Calomel.

Calomel was introduced into practice by Sir Theodore Turquet de Mayerne about the year 1608. It has been said that he was the inventor of the product, but as it was described and, perhaps, to some extent used by other medical authorities, Crollius among these, who lived and died before Turquet was born, this was evidently impossible. Theodore Turquet de Mayerne had been a favourite physician to Henri IV, but he had been compelled to leave Paris on account of the jealousies of his medical contemporaries. His employment of mineral medicines, antimony and mercury especially, was the occasion of bitter attacks, but his professional heresy was perhaps actually less heinous than his firm Protestantism. Both James I and Charles I accepted his services and placed great confidence in his skill. He was instrumental, as explained in another section, in the independent incorporation of the apothecaries, and was also one of the most active promoters of the publication of the “London Pharmacopœia.”

It appears likely that Turquet invented the name by which this milder form of mercurial has come to be most usually known. The alchemical writers of the time called it Aquila Alba or Draco Mitigatus. A notorious Paracelsian of Paris, Joseph Duchesne, but better known by his Latinised surname of Quercetanus, who shared with Turquet the animosity of Gui Patin and his medical confederates, and for similar reasons, also made calomel and administered it, probably sold it, under the designation of the mineral Panchymagogon, purger of all humours. Panacea mercurialis, manna metallorum, and sublimatum dulce, were among the other fanciful names given. It was believed by the old medical chemists that the more frequently it was resublimed the more dulcified it became. In fact, resublimation was likely to decompose it, and thus to produce corrosive sublimate.

What the name “calomel” was derived from has been the subject of much conjecture. “Kalos melas,” beautiful black, is the obvious-looking source, but it does not seem possible to fit any sense to this suggested origin. A fanciful story of a black servant in the employ of de Mayerne manufacturing a beautiful white medicine is told by Pereira with the introduction of “as some say.” A good remedy for black bile is another far-fetched etymology, and another conceives the metal and the sublimate in the crucible as blackish becoming a fair white. Some thirty years ago, in a correspondence published in the “Chemist and Druggist,” Mr. T. B. Groves, of Weymouth, and “W. R.” of Maidstone, both independently broached the idea that “kalos” and “meli” (honey) were the constituents of the word, forming a sort of rough translation of the recognised term, dulcified mercury; a not unreasonable supposition, though this leaves the “kalos” not very well accounted for. In Hooper’s “Medical Dictionary” it is plausibly guessed that the name may have been originally applied to Ethiops Mineral, and got transferred to the white product; and Paris quotes from Mr. Gray the opinion that a mixture of calomel and scammony which was called the calomel of Rivierus may have been the first application of the term, meaning a mixture of a white and dark substance.

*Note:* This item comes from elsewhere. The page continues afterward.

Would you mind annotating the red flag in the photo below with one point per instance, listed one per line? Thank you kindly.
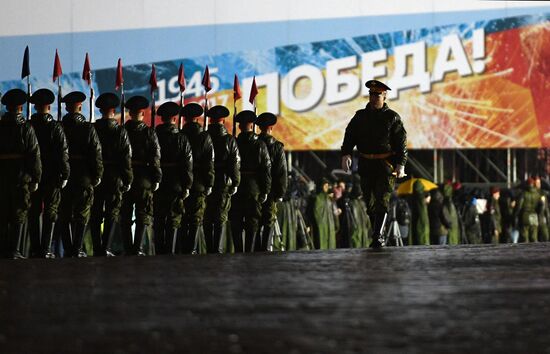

Beguin (1608) is generally credited with having been the first European writer to describe calomel. He gave it the name of “Draco mitigatus” (corrosive sublimate being the dragon). But Berthelot, in his “Chemistry of the Middle Ages,” has shown that the protochloride of mercury was prepared as far back as Democritus, and that it is described in certain Arab chemical writings. It is also alleged to have been prepared in China, Thibet, and India many centuries before it became known in Europe.

Quicksilver Girdles,

made by applying to a cotton girdle mercury which had been beaten up with the white of egg, were used in the treatment of itch before the true character of that complaint was understood.

Basilic Powder

was the old Earl of Warwick’s powder or Cornachino’s powder (equal parts of scammony, diaphoretic antimony, and cream of tartar), to which calomel, equal in weight to each of the other ingredients, was added. But I have not succeeded in tracing why or when the name of basilic (royal) was given to the compound.